Welche Identität der Angeklagte besitzt, ist für die Frage, ob er den ihm zur Last gelegten Mord begangen hat, ohne Belang. Für die Suche nach dem Motiv und möglichen Hintermännern ist sie jedoch von zentraler Bedeutung. Denn anders als der vermeintlich unbescholtene Bauingenieur Sokolov ist Krasikov einschlägig aktenkundig: Die russischen Behörden suchten per internationalem Haftbefehl nach ihm wegen eines 2013 begangenen Mordes, der dem in Berlin verübten stark ähnelt.

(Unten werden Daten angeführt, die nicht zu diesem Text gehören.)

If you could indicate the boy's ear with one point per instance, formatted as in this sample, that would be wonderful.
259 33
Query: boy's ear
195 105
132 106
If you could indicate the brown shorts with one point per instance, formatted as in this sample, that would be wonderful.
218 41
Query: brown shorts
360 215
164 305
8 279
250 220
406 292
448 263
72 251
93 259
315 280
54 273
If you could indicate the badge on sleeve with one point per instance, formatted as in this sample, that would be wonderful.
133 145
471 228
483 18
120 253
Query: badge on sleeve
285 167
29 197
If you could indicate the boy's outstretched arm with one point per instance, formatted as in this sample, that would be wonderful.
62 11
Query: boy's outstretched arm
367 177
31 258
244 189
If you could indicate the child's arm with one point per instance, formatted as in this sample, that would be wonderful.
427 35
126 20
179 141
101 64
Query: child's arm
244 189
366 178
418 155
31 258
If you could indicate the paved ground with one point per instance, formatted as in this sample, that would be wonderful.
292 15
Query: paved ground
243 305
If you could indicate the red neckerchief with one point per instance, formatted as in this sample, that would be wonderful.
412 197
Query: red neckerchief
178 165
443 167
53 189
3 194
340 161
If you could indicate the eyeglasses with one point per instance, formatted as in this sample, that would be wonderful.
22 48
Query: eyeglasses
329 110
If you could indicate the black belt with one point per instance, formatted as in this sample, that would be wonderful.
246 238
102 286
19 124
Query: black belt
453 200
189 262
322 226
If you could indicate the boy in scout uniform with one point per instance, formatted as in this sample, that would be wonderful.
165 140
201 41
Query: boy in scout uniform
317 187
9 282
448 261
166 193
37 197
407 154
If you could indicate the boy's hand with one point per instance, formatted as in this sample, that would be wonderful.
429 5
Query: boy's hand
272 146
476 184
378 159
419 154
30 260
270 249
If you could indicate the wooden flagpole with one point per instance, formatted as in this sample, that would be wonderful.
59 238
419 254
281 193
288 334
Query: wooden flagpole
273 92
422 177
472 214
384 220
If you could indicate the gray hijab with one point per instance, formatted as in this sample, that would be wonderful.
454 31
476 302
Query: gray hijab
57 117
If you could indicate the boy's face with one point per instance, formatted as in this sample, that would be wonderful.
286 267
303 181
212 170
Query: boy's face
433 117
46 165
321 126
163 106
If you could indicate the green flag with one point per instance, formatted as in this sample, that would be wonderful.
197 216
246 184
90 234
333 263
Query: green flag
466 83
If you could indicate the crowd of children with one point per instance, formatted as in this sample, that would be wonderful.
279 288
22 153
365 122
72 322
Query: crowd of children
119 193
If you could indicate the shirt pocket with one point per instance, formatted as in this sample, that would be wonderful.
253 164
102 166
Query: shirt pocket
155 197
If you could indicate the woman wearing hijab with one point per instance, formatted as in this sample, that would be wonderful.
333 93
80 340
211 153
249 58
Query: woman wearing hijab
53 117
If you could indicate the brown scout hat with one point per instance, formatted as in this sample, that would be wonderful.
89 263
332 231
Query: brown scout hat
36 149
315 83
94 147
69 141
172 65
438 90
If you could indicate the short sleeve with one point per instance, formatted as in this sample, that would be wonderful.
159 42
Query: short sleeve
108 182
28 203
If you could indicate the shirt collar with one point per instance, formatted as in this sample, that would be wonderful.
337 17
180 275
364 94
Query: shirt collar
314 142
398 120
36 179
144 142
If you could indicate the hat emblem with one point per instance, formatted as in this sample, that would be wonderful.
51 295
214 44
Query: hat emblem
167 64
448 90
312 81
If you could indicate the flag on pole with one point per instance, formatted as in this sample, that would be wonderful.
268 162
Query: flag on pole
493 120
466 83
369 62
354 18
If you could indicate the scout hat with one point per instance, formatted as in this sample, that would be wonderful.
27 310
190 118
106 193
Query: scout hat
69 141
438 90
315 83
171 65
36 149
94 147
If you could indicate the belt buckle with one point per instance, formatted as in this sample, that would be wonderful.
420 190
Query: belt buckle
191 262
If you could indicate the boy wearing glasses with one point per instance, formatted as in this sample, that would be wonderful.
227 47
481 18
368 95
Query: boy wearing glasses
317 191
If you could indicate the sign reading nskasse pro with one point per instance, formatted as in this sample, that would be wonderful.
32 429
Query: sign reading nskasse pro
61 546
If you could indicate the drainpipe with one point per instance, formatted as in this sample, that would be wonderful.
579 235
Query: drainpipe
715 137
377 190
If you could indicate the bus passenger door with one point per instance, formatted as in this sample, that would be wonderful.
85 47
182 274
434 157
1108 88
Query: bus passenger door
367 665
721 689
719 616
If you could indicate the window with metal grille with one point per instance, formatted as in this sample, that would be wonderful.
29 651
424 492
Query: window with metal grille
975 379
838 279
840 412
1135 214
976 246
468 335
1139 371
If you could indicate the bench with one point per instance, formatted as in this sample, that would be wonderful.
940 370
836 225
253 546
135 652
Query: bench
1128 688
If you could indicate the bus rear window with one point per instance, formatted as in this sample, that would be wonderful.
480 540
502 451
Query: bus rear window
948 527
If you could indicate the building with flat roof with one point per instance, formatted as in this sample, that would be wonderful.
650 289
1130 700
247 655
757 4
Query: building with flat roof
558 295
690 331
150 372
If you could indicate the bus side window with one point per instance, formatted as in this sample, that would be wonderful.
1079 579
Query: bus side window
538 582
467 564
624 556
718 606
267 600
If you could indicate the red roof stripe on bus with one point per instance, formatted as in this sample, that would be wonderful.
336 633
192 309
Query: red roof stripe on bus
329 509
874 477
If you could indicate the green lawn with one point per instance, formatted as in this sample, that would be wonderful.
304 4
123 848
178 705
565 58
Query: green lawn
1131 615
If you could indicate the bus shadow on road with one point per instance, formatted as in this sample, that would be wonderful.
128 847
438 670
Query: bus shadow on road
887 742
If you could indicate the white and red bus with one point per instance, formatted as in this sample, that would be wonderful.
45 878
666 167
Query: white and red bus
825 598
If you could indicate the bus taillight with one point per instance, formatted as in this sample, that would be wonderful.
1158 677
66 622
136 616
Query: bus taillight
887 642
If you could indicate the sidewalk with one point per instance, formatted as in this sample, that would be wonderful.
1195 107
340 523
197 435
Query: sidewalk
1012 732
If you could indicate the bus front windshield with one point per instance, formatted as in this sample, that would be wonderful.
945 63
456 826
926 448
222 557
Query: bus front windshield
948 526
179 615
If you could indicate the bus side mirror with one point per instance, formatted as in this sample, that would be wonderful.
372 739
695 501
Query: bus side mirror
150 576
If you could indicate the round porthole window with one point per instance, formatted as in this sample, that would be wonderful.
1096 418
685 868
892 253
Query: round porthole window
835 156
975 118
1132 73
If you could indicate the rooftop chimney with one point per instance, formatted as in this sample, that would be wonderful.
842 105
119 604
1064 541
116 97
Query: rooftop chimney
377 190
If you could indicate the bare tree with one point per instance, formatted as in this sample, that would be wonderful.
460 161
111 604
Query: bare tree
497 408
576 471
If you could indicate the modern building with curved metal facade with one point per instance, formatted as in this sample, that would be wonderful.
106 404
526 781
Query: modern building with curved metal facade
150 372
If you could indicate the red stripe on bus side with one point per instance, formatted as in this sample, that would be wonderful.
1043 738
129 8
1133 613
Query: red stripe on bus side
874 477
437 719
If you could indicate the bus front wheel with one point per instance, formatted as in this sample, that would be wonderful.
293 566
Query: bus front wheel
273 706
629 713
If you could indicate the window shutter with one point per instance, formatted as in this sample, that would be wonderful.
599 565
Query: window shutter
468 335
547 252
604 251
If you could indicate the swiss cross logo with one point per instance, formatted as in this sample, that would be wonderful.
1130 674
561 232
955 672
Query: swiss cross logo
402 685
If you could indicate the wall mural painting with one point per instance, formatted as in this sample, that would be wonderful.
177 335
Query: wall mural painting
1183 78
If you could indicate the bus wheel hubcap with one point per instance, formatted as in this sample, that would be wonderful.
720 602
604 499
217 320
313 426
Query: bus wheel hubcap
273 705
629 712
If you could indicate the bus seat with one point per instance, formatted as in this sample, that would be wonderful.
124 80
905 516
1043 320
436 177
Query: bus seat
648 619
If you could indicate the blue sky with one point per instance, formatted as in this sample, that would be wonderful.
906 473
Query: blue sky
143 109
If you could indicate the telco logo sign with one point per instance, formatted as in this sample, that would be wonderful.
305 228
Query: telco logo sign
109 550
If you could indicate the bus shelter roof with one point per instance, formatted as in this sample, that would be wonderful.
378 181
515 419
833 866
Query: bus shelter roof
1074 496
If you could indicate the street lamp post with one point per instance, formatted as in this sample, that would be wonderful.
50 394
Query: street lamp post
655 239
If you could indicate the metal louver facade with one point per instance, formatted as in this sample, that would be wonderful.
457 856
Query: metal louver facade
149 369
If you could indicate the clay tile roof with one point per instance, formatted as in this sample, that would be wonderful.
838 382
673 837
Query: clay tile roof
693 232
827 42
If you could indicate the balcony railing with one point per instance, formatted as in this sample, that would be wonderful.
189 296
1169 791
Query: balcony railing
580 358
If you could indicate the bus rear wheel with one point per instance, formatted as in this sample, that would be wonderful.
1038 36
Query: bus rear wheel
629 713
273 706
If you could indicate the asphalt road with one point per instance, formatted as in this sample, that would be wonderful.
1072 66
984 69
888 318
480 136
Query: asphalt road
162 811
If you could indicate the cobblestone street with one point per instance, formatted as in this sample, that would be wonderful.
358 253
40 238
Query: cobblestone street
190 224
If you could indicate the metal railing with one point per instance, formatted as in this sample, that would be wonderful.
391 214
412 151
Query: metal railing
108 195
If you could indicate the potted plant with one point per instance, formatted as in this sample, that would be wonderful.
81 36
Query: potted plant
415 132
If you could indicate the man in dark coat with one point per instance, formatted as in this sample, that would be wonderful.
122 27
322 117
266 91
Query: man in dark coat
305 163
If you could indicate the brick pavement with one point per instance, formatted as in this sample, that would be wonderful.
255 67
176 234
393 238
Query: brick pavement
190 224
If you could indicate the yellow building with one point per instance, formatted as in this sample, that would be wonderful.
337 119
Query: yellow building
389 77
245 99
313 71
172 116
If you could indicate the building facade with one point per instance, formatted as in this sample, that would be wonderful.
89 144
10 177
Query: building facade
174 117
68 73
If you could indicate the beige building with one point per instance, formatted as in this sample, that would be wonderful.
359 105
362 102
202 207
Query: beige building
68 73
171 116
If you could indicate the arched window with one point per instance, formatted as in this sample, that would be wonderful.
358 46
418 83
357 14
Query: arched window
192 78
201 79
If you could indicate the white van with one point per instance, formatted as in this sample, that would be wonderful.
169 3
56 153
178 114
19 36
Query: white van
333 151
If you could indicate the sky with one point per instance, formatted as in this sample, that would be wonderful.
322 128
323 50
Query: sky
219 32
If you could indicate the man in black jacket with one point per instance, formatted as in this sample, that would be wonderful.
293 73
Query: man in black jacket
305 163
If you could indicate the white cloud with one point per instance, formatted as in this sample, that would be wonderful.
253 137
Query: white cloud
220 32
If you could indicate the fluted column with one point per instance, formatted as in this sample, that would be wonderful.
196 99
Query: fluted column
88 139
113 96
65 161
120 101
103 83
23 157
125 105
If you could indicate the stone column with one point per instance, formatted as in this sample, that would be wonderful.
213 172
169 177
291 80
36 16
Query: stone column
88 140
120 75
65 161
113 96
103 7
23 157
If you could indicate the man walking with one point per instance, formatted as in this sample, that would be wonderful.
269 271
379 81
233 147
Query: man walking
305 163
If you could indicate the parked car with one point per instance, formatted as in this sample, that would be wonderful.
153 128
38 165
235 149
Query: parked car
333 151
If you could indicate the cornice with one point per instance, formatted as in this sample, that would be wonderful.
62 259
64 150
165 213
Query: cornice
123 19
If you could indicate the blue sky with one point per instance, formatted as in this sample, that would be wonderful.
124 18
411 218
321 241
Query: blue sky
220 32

Doch 2015 löschten sie ohne Begründung die Fahndungsmitteilung – möglicherweise, weil für ihn eine Verwendung gefunden wurde. Davon geht jedenfalls die Bundesanwaltschaft aus.
Keine Regung
Das Berliner Kammergericht grenzt an den Kleinen Tiergarten, ist also nur wenige hundert Meter vom Tatort entfernt. Bei der Tat habe es sich „nach unseren Erkenntnissen um einen Auftragsmord staatlicher russischer Stellen“ gehandelt, sagte Bundesanwalt Georg.
Der Angeklagte habe den Tötungsauftrag ausgeführt, „entweder, um eine in ihrer Höhe nicht bekannte finanzielle Entlohnung zu erhalten“, oder weil er das Motiv seiner Auftraggeber geteilt habe, mit Changoschwili „einen politischen Gegner zu liquidieren, um Vergeltung für seine Rolle im zweiten Tschetschenienkrieg und dessen Beteiligung an weiteren bewaffneten Auseinandersetzungen mit der Russischen Föderation zu üben“.
Die Anklageverlesung im Hochsicherheitssaal 700 verfolgte Krasikov alias Sokolov ohne sichtbare Regung. Zu den Vorwürfen schwieg er. Sein Mandant werde sich derzeit „nicht zur Sache einlassen“, sagte Robert Unger, einer der drei Verteidiger. Der Prozess ist erst einmal auf 25 Verhandlungstage angesetzt.